All this does not work for realistic scenarios and realistic sizes.
Main problem is that if the keys do not share much common prefixes the
size of states gets enormously and impracticably high.

Sources still can be found in the Slide CVS.

Cheers and thanks for the attention,


On Tue, 19 Oct 2004 07:30:44 +0200, Oliver Zeigermann
<> wrote:
> Folks,
> while thinking about cache invalidation strategies in the Slide
> project a long abandoned idea come back to my mind: a DFA based map
> for String keys only! When I implemented a scetch of this once it
> turned out to be slower in all respects than hash maps. These are my
> old measurements:
> DFA: 100000 puts: 5,7 secs / 100000 gets: 1 sec
> HashMap: 100000 puts: 3,2 secs / 100000 gets: .661 sec
> Even hand tuned versions could not catch up (no measurements - I guess
> I was too frustrated at that time).
> Anyway, what I need now is a map *plus* something that returns all
> values of the keys that have a certain prefix. E.g. if I have three
> entries like
> olli -> v1
> olli2 -> v2
> ollo -> v3
> the prefix of "oll" would get me v1,v2,v3; "olli" would get me v1,v2; etc.

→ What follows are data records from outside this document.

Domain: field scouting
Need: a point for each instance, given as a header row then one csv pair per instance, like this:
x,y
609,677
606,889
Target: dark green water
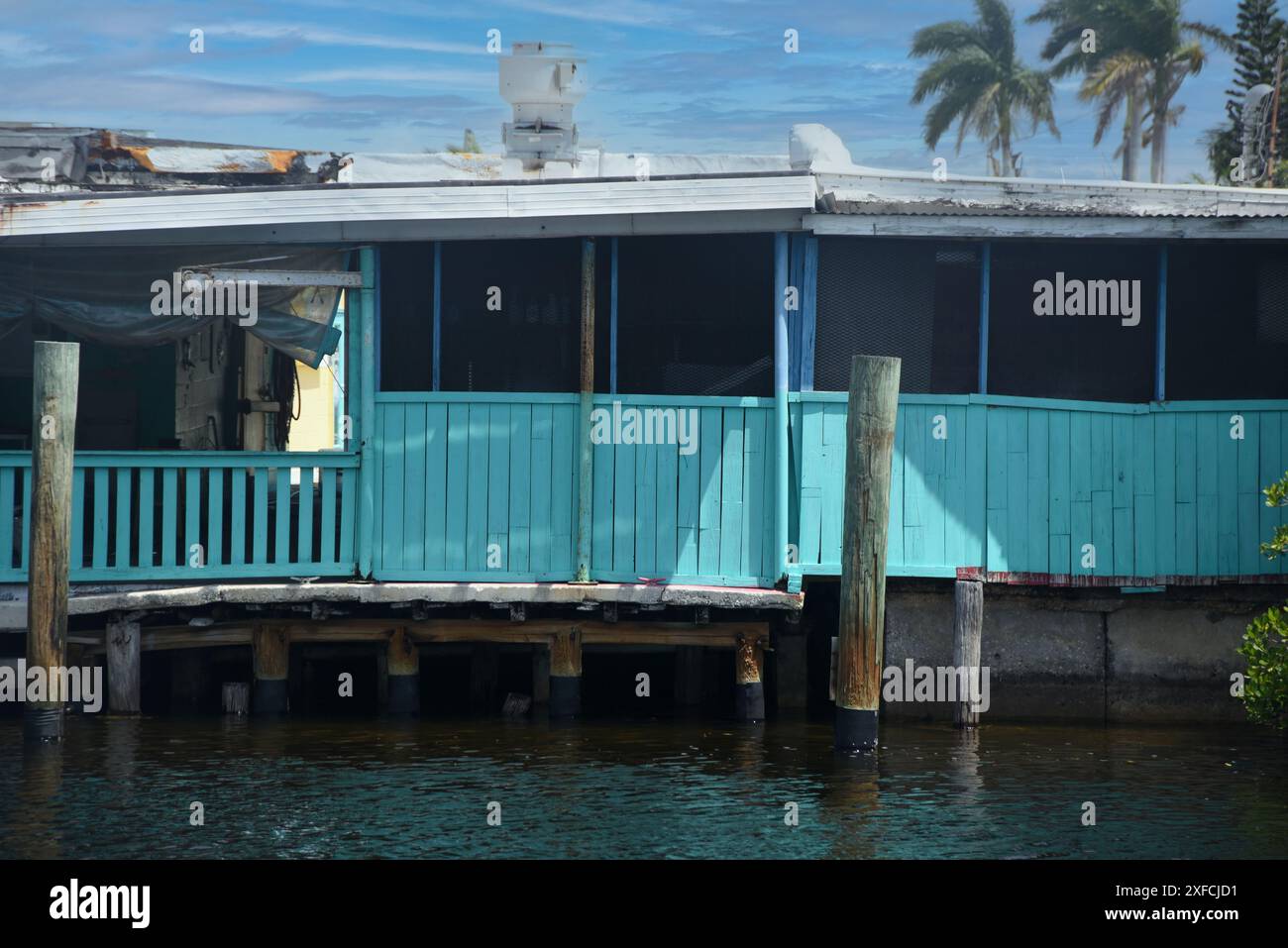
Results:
x,y
121,789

> Now when the number of entries is small you could just iterate over
> the entries and do something like a startsWith and collect the values.

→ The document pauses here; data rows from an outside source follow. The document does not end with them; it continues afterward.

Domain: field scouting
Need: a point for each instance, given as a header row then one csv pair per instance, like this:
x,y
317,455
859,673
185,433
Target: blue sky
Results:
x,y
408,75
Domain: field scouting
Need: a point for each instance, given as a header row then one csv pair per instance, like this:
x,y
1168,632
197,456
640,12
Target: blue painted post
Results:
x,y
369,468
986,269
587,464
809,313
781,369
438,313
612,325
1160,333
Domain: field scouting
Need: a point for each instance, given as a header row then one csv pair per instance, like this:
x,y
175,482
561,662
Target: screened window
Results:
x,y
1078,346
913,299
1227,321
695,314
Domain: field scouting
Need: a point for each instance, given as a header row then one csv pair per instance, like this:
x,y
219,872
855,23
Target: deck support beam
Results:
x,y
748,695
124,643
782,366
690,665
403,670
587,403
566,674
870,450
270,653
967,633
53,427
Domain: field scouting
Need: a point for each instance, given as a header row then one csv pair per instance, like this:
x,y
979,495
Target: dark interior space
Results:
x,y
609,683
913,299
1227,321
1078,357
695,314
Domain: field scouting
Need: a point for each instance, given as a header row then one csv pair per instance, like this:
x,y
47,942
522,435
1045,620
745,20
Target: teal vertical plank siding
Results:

> In a scenario with thousands or even millions of entries with frequent
> checks this is prohibitive, though.
> Coming to the point now, when I organise the look up as a DFA the
> search space for prefixed values should be dramatically decreased! The
> map DFA would be some sort of  tree and classes might look like this.
> class DFAState {
>   Object value;
>   Edge[] mapping;
> }
> class Edge {
>  char label;
>  DFAState nextState;
> }
> Every state would have an associated value and a number of outgoing
> edges to other states. Upon lookup they can be traversed when the next
> character is the labeled one. There can at most be one character per
> label, so this is deterministic.
> If there is no such label then the look fails. If the whole key has
> been matched the look up value is the one associated with the DFA.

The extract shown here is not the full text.